Afin de se prémunir contre toute mauvaise compréhension possible, il faut affirmer explicitement qu'il n'y a ici aucune justification pour tirer de ceci la conclusion que toutes les hausses de prix peuvent être transmises de cette façon, et de penser ainsi qu'il existerait peut-être un rapport d'échange fixé entre les divers biens économiques et les différents efforts humains. Pour être cohérents, nous devrions alors associer la hausse des prix monétaires aux efforts vains de l'avarice humaine. Une montée des prix monétaires d'un bien modifie en règle générale son rapport d'échange vis-à-vis des autres biens, bien que pas toujours dans la même mesure que celle dans laquelle le rapport d'échange de ce bien avec la monnaie a été modifié.

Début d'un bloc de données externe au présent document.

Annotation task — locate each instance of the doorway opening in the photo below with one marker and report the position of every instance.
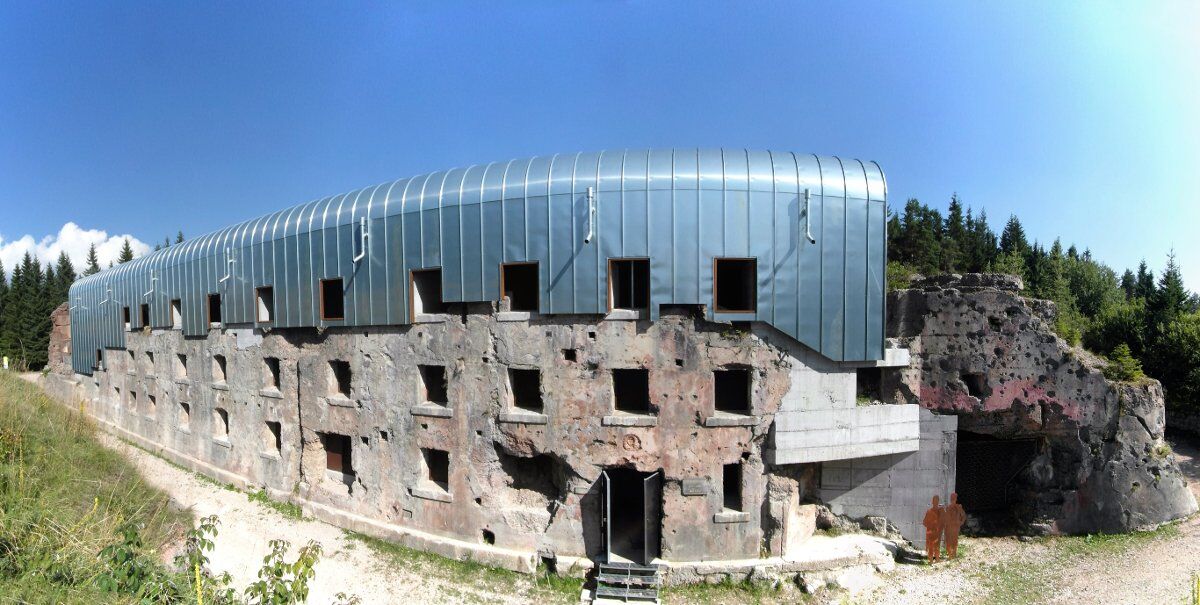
(633, 515)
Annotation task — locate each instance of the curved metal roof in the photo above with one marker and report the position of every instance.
(679, 208)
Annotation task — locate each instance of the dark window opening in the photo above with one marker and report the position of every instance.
(870, 383)
(264, 298)
(341, 377)
(526, 387)
(735, 285)
(519, 283)
(976, 384)
(437, 467)
(214, 309)
(221, 424)
(337, 453)
(631, 390)
(731, 390)
(426, 292)
(274, 436)
(333, 299)
(731, 486)
(273, 372)
(629, 285)
(433, 384)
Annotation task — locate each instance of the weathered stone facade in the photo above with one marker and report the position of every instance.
(520, 483)
(987, 354)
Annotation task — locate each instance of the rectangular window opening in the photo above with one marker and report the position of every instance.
(629, 285)
(631, 390)
(274, 437)
(341, 377)
(526, 388)
(433, 384)
(273, 372)
(337, 453)
(214, 309)
(735, 285)
(426, 292)
(731, 486)
(437, 467)
(221, 424)
(264, 298)
(731, 390)
(519, 283)
(333, 299)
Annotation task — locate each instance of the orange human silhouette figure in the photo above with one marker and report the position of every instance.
(952, 521)
(933, 523)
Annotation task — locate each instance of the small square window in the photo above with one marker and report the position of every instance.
(519, 283)
(273, 437)
(273, 372)
(731, 390)
(221, 424)
(264, 299)
(731, 486)
(426, 292)
(629, 285)
(437, 467)
(333, 299)
(341, 377)
(526, 389)
(631, 390)
(337, 453)
(735, 285)
(214, 309)
(433, 384)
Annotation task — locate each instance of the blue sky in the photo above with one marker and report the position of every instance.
(147, 118)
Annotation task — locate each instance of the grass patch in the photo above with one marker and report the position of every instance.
(287, 509)
(64, 498)
(540, 587)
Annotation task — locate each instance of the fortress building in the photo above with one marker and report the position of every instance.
(641, 357)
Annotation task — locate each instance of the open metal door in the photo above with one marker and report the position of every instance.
(652, 502)
(605, 509)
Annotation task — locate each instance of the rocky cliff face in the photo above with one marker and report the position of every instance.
(1093, 456)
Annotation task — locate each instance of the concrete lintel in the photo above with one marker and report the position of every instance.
(432, 411)
(726, 419)
(522, 418)
(629, 420)
(432, 493)
(731, 516)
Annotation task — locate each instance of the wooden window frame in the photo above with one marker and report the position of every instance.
(750, 311)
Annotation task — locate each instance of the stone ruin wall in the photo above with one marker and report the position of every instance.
(1101, 465)
(529, 480)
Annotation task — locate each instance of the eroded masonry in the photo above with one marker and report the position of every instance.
(667, 358)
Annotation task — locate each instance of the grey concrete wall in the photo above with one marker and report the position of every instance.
(897, 486)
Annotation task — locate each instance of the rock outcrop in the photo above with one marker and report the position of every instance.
(1097, 460)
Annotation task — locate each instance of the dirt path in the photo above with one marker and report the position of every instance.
(1149, 568)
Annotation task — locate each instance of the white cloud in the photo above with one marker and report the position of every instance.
(75, 241)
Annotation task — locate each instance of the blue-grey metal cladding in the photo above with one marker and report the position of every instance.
(678, 208)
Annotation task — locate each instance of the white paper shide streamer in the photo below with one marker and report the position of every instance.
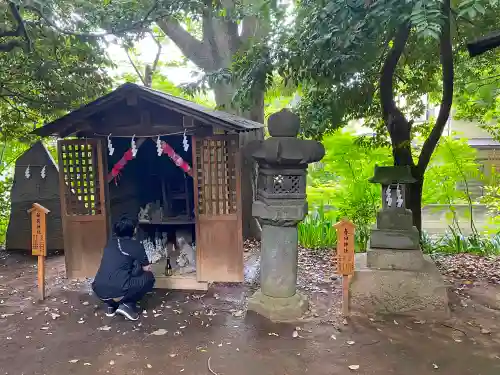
(388, 196)
(133, 146)
(111, 149)
(159, 149)
(185, 142)
(399, 201)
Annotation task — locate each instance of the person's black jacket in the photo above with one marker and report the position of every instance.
(121, 261)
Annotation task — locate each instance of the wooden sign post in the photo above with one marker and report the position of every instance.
(39, 242)
(345, 258)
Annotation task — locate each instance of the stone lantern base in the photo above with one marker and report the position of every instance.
(279, 309)
(418, 290)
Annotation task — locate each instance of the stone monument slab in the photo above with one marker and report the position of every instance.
(421, 293)
(390, 259)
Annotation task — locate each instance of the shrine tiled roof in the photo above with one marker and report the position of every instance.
(65, 125)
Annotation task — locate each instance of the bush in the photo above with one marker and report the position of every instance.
(454, 242)
(317, 231)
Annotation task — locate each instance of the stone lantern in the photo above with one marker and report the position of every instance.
(280, 205)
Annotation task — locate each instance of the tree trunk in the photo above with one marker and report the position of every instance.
(414, 203)
(215, 51)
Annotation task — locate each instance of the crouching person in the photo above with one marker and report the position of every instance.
(124, 276)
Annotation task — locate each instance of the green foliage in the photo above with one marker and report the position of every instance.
(44, 74)
(317, 232)
(339, 183)
(343, 177)
(454, 164)
(453, 242)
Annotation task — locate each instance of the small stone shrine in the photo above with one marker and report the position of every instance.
(394, 276)
(280, 205)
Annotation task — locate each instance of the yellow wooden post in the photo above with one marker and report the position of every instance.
(39, 242)
(345, 258)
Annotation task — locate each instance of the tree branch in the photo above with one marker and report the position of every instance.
(137, 71)
(389, 69)
(158, 53)
(208, 30)
(20, 31)
(134, 26)
(192, 48)
(447, 97)
(398, 127)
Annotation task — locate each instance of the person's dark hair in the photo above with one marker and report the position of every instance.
(125, 227)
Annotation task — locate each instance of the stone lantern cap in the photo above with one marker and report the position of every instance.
(283, 148)
(387, 175)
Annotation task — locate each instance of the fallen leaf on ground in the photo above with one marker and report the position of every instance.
(159, 332)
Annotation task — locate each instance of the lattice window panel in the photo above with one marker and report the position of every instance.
(79, 162)
(286, 184)
(216, 174)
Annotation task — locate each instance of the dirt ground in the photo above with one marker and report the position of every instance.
(183, 332)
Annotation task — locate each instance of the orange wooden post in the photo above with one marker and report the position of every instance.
(39, 243)
(345, 258)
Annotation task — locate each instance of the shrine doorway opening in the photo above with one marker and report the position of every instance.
(160, 195)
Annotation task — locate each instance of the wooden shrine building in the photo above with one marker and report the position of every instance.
(173, 164)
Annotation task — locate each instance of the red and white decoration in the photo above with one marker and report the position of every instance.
(120, 164)
(176, 158)
(162, 148)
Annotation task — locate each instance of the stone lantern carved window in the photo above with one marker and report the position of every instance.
(274, 184)
(286, 184)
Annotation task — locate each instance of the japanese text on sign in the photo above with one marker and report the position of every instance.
(38, 232)
(345, 247)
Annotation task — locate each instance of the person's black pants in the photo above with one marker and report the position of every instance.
(139, 286)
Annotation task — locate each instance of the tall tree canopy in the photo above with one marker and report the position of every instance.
(377, 61)
(44, 72)
(209, 33)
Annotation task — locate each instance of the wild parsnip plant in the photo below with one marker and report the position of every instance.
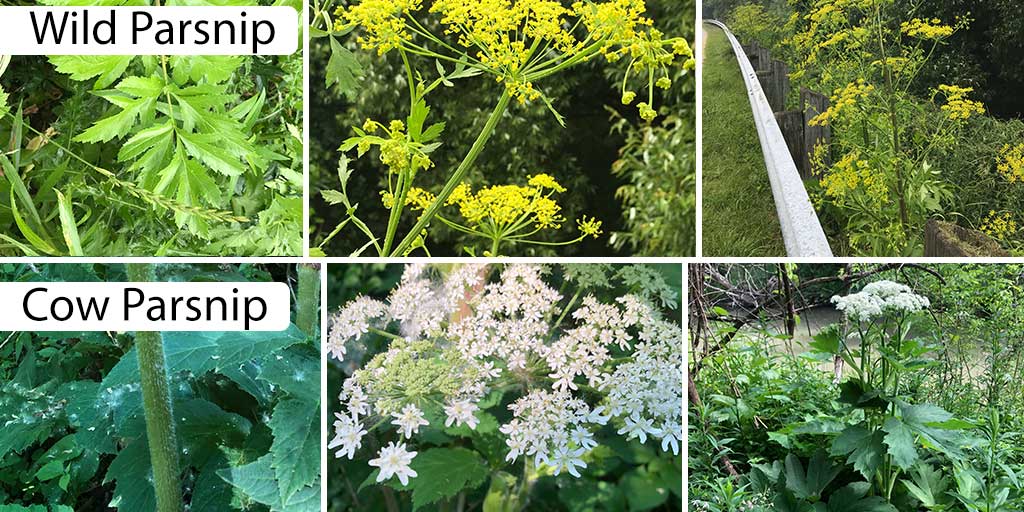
(487, 373)
(166, 422)
(153, 155)
(517, 44)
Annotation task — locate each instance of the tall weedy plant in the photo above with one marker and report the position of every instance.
(518, 44)
(157, 406)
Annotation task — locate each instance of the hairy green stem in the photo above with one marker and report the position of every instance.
(460, 173)
(158, 410)
(307, 310)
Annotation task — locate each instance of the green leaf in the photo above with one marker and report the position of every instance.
(811, 484)
(132, 472)
(69, 225)
(295, 371)
(642, 492)
(442, 472)
(929, 485)
(343, 69)
(863, 446)
(899, 438)
(206, 148)
(937, 427)
(851, 499)
(108, 68)
(296, 444)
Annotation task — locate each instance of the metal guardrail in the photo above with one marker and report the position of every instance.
(802, 231)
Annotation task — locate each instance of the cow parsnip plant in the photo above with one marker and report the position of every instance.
(237, 413)
(159, 155)
(518, 44)
(488, 373)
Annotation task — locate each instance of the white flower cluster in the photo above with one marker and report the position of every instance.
(551, 427)
(879, 297)
(461, 338)
(352, 322)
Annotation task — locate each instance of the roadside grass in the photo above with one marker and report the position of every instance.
(739, 216)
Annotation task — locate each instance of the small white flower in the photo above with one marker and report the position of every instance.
(393, 460)
(461, 412)
(347, 434)
(584, 438)
(410, 420)
(637, 428)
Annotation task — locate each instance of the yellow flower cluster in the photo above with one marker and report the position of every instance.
(852, 173)
(926, 29)
(1011, 163)
(957, 107)
(843, 99)
(507, 205)
(385, 27)
(999, 226)
(397, 153)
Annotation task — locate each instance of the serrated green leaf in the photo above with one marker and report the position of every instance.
(444, 472)
(863, 448)
(296, 444)
(899, 438)
(108, 68)
(343, 69)
(132, 473)
(208, 148)
(295, 371)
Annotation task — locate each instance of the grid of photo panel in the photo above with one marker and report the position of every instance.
(531, 255)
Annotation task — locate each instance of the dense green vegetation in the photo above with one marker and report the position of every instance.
(901, 392)
(240, 421)
(141, 156)
(925, 118)
(734, 180)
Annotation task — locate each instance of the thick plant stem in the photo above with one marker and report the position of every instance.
(157, 406)
(306, 311)
(474, 152)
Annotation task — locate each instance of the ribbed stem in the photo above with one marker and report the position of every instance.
(157, 406)
(307, 310)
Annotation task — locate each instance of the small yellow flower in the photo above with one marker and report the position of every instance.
(590, 227)
(545, 181)
(646, 113)
(1011, 163)
(957, 107)
(999, 226)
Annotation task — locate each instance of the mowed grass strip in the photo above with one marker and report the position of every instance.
(739, 217)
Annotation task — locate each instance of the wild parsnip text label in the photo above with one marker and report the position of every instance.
(148, 31)
(144, 306)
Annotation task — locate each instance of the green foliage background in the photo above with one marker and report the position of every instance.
(638, 179)
(117, 156)
(246, 404)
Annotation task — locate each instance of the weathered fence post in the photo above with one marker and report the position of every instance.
(792, 124)
(812, 103)
(948, 240)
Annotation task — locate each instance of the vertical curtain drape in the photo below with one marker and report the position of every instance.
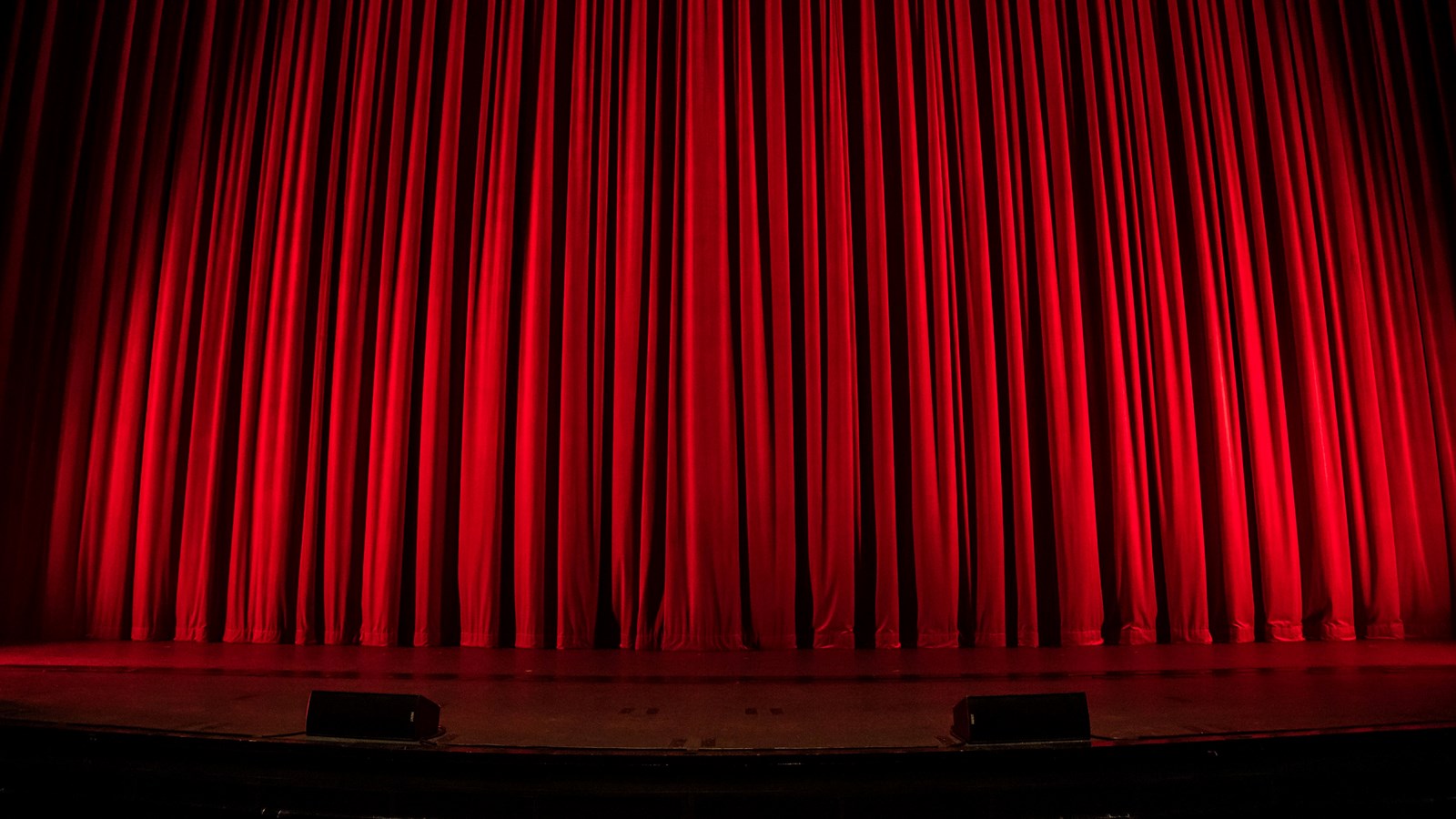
(727, 324)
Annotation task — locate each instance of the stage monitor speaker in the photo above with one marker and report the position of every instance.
(371, 716)
(1023, 717)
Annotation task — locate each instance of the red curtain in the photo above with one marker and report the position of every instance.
(715, 325)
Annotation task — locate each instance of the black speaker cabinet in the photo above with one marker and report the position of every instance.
(371, 716)
(1023, 717)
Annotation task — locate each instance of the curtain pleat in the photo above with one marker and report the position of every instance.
(727, 324)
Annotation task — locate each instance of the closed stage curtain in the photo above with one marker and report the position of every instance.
(715, 325)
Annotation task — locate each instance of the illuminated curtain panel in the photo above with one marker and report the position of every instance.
(717, 325)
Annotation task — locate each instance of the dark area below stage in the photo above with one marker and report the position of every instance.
(1181, 731)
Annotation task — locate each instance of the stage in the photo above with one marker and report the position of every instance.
(191, 727)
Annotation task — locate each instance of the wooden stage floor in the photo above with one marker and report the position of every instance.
(747, 702)
(189, 729)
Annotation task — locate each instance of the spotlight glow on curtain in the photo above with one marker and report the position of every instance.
(708, 325)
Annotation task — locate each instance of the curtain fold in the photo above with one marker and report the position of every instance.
(727, 324)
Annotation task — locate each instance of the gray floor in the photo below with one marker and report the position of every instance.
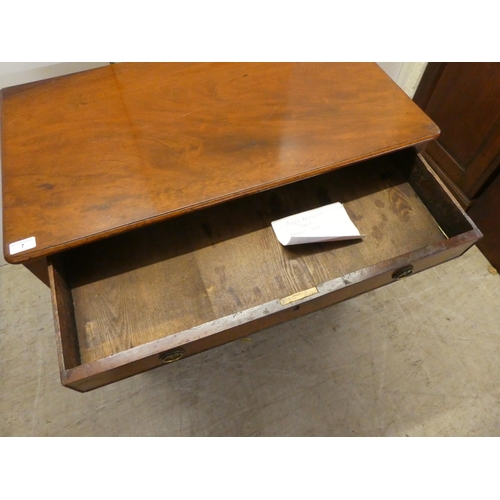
(417, 358)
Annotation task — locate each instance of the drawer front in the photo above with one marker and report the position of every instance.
(168, 350)
(220, 275)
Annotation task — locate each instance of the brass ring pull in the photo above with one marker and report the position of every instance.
(402, 273)
(171, 356)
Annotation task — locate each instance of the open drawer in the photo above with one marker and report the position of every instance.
(133, 302)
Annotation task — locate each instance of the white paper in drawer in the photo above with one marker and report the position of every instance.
(327, 223)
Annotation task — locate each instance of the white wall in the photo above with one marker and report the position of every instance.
(18, 73)
(406, 75)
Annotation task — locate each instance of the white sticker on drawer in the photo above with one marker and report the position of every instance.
(22, 245)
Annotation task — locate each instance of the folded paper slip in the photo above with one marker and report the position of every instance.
(328, 223)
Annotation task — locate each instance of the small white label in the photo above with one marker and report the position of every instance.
(22, 245)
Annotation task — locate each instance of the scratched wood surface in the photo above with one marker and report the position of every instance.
(155, 281)
(100, 152)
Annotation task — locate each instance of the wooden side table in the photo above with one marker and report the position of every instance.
(144, 193)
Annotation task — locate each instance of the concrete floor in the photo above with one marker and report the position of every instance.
(416, 358)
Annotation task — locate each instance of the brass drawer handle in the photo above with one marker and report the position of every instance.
(171, 356)
(402, 273)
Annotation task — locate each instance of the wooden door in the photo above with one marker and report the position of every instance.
(464, 101)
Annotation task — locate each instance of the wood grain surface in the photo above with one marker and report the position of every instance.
(166, 278)
(93, 154)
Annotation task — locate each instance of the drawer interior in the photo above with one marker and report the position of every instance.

Les champions de la version mécanique de la Théorie quantitative admettraient peut-être la justesse fondamentale de cet argument, mais objecteraient cependant que toute variation de la valeur d'échange de la monnaie qui ne partirait pas des changements des relations entre l'offre et la demande de monnaie devrait automatiquement se corriger d'elle-même. Si la valeur d'échange objective de la monnaie tombait, alors la demande de monnaie devrait nécessairement augmenter, car une somme de monnaie plus importante est nécessaire pour faire face au volume de transactions. S'il était possible de regarder la demande de monnaie de la communauté comme un quotient obtenu en divisant le volume des transactions par la vitesse de circulation, cette objection serait justifiée. Mais l'erreur de ce raisonnement a déjà été montrée. La dépendance de la demande de monnaie vis-à-vis de conditions objectives, telles que le nombre et le montant des paiements qu'il convient d'effectuer, n'est qu'une dépendance indirecte intervenant au travers du moyen des évaluations subjectives des individus. Si les prix monétaires des biens sont montés et que chaque achat séparé nécessite désormais plus d'argent qu'auparavant, ceci ne veut pas obligatoirement dire que les individus vont augmenter leurs stocks de monnaie. Il est fort possible que, malgré la hausse des prix, les individus n'auront nullement l'intention d'accroître leurs réserves, qu'ils n'augmenteront pas leur demande de monnaie. Ils essaieront probablement d'augmenter leurs revenus monétaires : en fait, c'est une façon par laquelle se manifeste la hausse générale des prix. Mais une augmentation des revenus monétaires n'est d'aucune manière la même chose qu'une augmentation des réserves de monnaie. Il est bien entendu possible que les demandes individuelles de monnaie fassent monter les prix. Mais il n'y a pas la moindre raison pour supposer que ceci se passera nécessairement, ni pour supposer en particulier qu'une telle augmentation se produira dans une proportion telle que l'effet de la baisse du pouvoir d'achat de la monnaie soit totalement éliminé. De façon tout aussi justifiée, on pourrait soutenir l'hypothèse contraire, à savoir que, puisque l'individu doit éviter des dépenses superflues à cause de la montée des prix, cela le conduirait à réviser ses idées sur le niveau de réserves liquides nécessaire et que la décision finale ne serait certainement pas un hausse, mais plutôt une baisse, du montant de monnaie à conserver.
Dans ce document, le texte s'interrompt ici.